La zoopoétique ou l’altérité animale en littérature

Des animaux pour raconter nos mœurs et nos humeurs. La littérature contemporaine tente de leur donner voix dans leur sensorialité propre.

Des animaux pour raconter nos mœurs et nos humeurs ? Une pratique ancestrale. Mais la littérature contemporaine tente davantage de leur donner voix dans leur sensorialité propre.

Humain et animal, intimes jusque dans l’altérité. L’un et l’autre liés par les récits depuis la nuit des temps. Des Fables d’Ésope à Truismes de Darrieussecq, en passant par Moby Dick de Melville ou La Métamorphose de Kafka, la littérature s’appuie depuis toujours sur ces êtres pour transmettre un message allégorique. L’animal s’avère porteur de sens, parfois critique virulent des travers humains, révélateur de failles.

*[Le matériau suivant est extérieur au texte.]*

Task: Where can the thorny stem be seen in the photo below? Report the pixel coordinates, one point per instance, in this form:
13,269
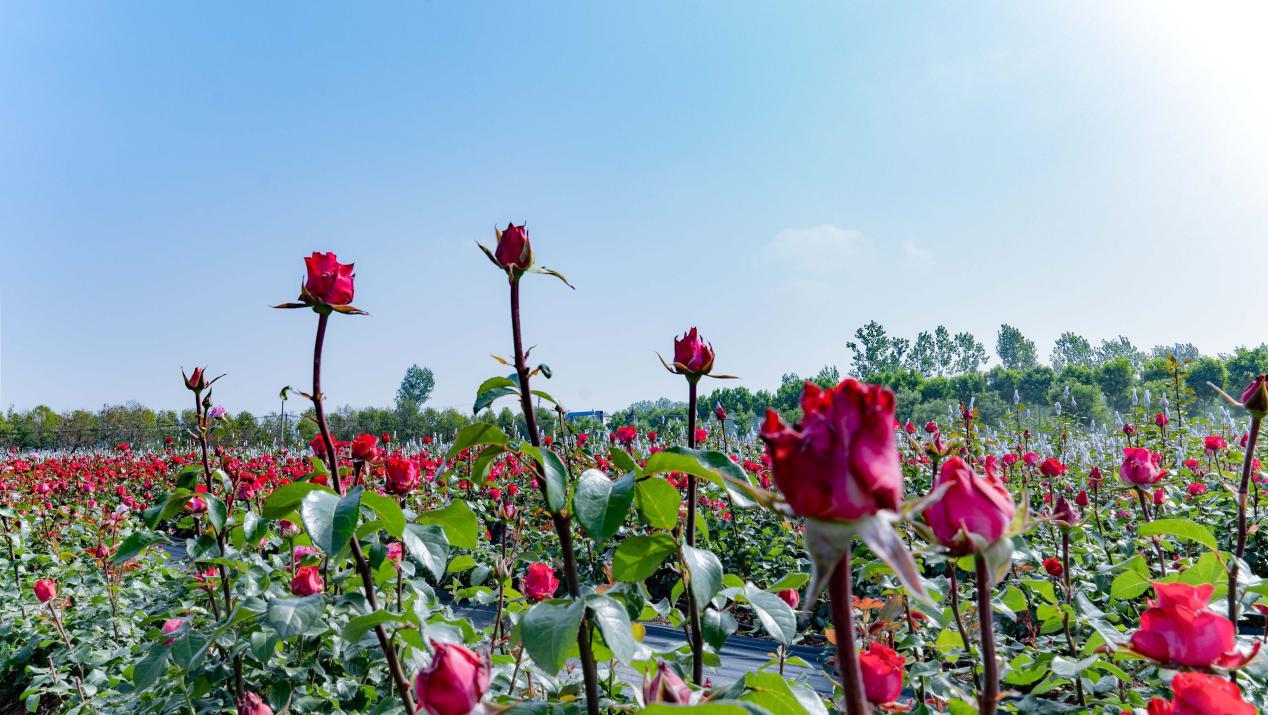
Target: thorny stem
987,623
840,593
689,538
562,522
363,567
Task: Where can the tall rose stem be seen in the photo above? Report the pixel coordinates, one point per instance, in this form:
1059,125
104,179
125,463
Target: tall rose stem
363,567
841,596
987,621
562,522
689,538
1243,489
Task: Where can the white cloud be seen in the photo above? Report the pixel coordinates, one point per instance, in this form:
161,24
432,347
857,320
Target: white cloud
916,254
823,247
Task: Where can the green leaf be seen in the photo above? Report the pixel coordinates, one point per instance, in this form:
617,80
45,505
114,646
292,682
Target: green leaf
1181,529
556,477
458,520
287,497
330,520
639,557
136,543
491,389
388,510
614,623
776,616
601,503
427,544
658,502
477,434
549,630
294,616
704,572
359,625
146,671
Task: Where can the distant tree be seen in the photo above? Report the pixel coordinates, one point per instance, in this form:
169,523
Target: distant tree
1070,349
1116,349
416,386
1015,350
921,358
969,354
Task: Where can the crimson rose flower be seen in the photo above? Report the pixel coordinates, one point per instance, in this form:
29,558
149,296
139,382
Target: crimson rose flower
1178,629
841,463
453,683
539,582
970,506
1140,467
329,280
307,582
1200,694
883,673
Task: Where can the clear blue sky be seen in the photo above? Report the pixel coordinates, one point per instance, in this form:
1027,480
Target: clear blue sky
776,174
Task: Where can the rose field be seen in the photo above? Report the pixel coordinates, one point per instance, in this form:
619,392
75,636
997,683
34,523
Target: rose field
1035,562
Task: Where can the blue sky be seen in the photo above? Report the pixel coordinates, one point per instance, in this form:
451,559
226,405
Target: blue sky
777,174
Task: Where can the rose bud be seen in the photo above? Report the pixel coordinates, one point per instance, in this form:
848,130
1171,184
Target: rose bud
306,582
666,686
973,510
252,704
453,683
883,673
46,590
1064,514
539,582
692,356
1140,467
1051,468
1053,566
1178,629
364,448
790,596
1254,398
1200,694
841,463
170,626
402,474
329,282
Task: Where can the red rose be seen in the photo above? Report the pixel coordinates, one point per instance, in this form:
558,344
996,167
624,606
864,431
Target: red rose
1200,694
252,704
329,280
1051,468
365,448
307,582
402,474
1178,629
790,596
453,683
970,506
666,686
539,582
1254,398
46,590
1140,467
691,354
514,250
841,463
883,673
1053,566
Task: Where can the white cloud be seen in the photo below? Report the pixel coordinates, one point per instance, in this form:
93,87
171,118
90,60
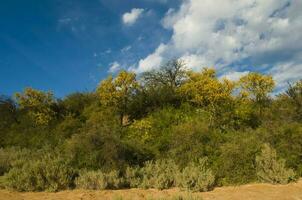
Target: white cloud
234,76
152,61
114,67
126,48
131,17
222,33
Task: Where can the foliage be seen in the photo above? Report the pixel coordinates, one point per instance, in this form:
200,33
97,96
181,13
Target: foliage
38,105
47,173
118,92
150,130
97,180
272,170
196,176
9,156
159,174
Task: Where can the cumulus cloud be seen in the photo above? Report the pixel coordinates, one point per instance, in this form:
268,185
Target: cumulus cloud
226,33
114,67
131,17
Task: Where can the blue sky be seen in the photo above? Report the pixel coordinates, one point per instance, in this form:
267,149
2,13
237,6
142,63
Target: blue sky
67,46
70,45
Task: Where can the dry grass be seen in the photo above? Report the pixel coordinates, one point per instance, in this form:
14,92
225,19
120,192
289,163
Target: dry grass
291,191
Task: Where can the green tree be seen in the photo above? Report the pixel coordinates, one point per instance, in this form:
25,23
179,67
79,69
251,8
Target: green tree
118,92
294,92
204,89
257,87
37,104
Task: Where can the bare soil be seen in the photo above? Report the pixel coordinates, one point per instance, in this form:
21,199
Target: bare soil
291,191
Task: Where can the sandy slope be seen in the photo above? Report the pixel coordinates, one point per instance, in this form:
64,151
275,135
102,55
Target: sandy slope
246,192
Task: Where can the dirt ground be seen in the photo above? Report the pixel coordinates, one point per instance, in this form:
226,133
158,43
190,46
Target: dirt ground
245,192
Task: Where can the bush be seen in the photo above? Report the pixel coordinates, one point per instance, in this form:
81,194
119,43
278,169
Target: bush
159,174
196,177
97,180
236,161
271,170
9,155
49,173
133,177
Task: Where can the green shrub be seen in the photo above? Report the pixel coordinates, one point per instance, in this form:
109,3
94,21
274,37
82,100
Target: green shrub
196,177
236,161
98,180
270,169
159,174
133,177
91,180
9,155
49,173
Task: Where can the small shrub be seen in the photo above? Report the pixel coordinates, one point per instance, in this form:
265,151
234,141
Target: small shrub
196,177
133,177
9,155
91,180
271,170
98,180
48,173
159,174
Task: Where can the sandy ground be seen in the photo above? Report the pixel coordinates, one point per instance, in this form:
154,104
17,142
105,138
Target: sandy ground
245,192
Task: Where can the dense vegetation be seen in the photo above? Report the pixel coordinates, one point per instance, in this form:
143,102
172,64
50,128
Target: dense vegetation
169,127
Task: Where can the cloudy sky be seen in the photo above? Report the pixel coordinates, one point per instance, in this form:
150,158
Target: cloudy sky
70,45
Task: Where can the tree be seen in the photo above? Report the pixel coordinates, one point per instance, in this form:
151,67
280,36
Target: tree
37,104
257,87
172,74
294,92
118,92
272,170
205,90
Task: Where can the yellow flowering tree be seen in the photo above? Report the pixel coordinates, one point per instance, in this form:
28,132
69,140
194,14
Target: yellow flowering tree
206,90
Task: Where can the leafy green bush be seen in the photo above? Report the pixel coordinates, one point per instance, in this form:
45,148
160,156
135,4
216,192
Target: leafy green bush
270,169
9,155
133,177
92,180
236,161
97,180
196,177
49,173
159,174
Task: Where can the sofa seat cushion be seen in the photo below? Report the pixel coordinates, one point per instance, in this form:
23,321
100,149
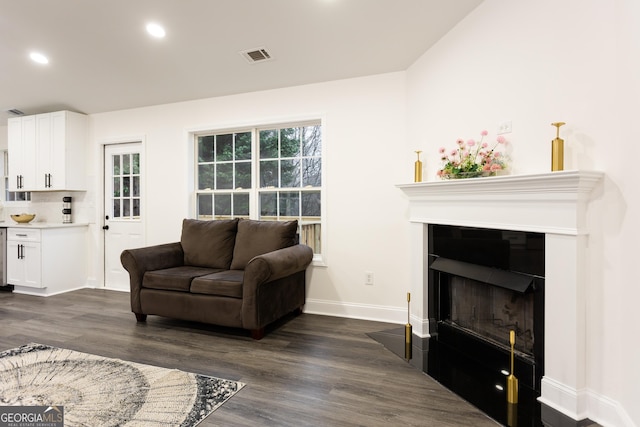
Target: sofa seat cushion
260,237
175,278
224,283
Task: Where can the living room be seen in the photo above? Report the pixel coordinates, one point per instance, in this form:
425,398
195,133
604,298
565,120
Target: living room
529,64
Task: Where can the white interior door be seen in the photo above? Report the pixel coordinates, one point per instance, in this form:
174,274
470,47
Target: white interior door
124,210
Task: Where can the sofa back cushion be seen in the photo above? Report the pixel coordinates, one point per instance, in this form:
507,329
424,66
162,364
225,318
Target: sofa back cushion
259,237
208,243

Par son ironie, La Ferme des animaux de George Orwell représente ainsi une satire politique du régime soviétique. Le cochon Napoléon se transforme en tyran, passant d’une vision communiste à une véritable dictature, usant de propagande et de fausses informations pour manipuler la basse-cour. Dans Les Fables de La Fontaine, corbeau, renard ou lion incarnent une critique de la royauté en place et de Louis XIV.

Ainsi humanisés, les animaux se parent de parole et de réflexion. « Je me languis chez vous », déclare Blanquette, qui rêve de montagne, dans La Chèvre de Monsieur Seguin de Daudet. Ou le renard du Petit Prince de Saint-Exupéry qui incite l’enfant à l’apprivoiser et porte un regard lucide sur l’humain. Sous la plume des auteurs et des autrices, ces êtres peuvent tout exprimer.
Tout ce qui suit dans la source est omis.